Europe’s oldest prehistoric gold mine was located in Bulgaria’s Rhodope Mountains, labeled under the unassuming name Ada Tepe. The site is an archaeological sensation. From as early as 1500 B.C. until the end of the Bronze Age around 1000 B.C. the precious metal was mined here. In 2016 scholars from the Austrian and the Bulgarian Academies of Sciences began to study the finds.
Selected artefacts from the largest Bronze-Age hoard are now on show for the first time in the exhibition “The First Gold”. A virtual reconstruction and finds from the mine document the lives of the people who toiled there.

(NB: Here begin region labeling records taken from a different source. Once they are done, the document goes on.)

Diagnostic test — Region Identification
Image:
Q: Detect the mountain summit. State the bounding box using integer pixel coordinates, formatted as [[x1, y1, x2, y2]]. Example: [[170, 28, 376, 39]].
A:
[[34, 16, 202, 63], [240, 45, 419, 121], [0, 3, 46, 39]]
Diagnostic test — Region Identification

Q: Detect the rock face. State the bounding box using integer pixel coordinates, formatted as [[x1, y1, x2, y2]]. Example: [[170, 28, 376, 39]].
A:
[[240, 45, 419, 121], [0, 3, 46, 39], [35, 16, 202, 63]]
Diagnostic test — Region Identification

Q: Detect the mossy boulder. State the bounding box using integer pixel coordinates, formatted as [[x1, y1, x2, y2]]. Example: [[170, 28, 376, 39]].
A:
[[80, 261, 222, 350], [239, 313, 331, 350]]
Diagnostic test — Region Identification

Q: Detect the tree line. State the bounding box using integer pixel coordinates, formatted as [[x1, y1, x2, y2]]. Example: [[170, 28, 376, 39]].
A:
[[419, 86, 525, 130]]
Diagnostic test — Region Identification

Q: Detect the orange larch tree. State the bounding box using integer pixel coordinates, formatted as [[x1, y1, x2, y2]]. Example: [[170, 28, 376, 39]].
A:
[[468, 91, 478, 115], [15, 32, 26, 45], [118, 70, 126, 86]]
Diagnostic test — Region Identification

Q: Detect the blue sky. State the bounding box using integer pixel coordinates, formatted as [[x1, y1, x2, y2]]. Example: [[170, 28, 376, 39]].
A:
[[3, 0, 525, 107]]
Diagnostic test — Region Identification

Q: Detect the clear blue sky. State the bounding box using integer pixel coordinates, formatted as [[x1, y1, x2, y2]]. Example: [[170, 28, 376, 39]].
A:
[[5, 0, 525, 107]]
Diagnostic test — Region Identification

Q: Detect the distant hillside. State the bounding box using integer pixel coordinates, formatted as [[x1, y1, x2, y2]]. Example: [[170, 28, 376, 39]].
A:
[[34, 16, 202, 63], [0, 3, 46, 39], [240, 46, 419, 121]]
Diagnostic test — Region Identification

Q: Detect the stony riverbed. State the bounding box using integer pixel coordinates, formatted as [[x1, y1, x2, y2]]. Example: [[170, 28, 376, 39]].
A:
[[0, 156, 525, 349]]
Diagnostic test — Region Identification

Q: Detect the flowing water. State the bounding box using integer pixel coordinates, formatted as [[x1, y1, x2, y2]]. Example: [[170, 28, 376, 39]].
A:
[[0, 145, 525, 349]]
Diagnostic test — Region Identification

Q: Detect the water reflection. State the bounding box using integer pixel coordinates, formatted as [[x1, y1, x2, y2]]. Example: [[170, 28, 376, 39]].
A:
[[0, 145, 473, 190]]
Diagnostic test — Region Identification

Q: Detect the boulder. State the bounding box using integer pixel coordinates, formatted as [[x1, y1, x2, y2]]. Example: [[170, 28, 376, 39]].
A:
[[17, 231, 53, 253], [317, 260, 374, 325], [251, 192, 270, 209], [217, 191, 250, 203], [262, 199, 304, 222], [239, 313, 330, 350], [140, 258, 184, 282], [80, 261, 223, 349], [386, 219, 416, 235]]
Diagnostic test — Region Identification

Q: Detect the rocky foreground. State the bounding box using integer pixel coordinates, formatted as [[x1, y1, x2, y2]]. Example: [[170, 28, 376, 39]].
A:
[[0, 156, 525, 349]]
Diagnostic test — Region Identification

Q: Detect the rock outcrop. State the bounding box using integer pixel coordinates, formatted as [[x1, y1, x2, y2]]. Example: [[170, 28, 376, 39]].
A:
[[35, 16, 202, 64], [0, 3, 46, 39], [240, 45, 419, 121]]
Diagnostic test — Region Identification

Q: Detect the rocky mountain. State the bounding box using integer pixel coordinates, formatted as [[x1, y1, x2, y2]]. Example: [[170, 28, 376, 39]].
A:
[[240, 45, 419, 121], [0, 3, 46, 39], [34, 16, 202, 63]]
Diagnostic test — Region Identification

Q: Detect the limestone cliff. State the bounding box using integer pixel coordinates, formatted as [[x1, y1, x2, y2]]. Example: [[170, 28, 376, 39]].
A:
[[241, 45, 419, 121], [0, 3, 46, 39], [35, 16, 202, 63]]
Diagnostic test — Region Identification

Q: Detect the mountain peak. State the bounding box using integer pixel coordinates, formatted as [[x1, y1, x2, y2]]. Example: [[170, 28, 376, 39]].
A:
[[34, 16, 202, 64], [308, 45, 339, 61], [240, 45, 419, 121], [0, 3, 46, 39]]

The Valchitran Treasure which comprises gold objects weighing around 12,5 kilograms, forms the center of the show. It symbolizes the wealth and the technical skills of the age. Masterpieces produced in the late Classical/Hellenistic period and during the Roman Empire document the importance of Bulgarian gold, which can look back on 3500 years of history.
The exhibition is organised by the Kunsthistorisches Museum in collaboration with the National Archaeological Institute and Museum, Bulgarian Academy of Sciences, Sofia, (NAIM) and the Institute for Oriental and European Archaeology (OREA) of the Austrian Academy of Sciences.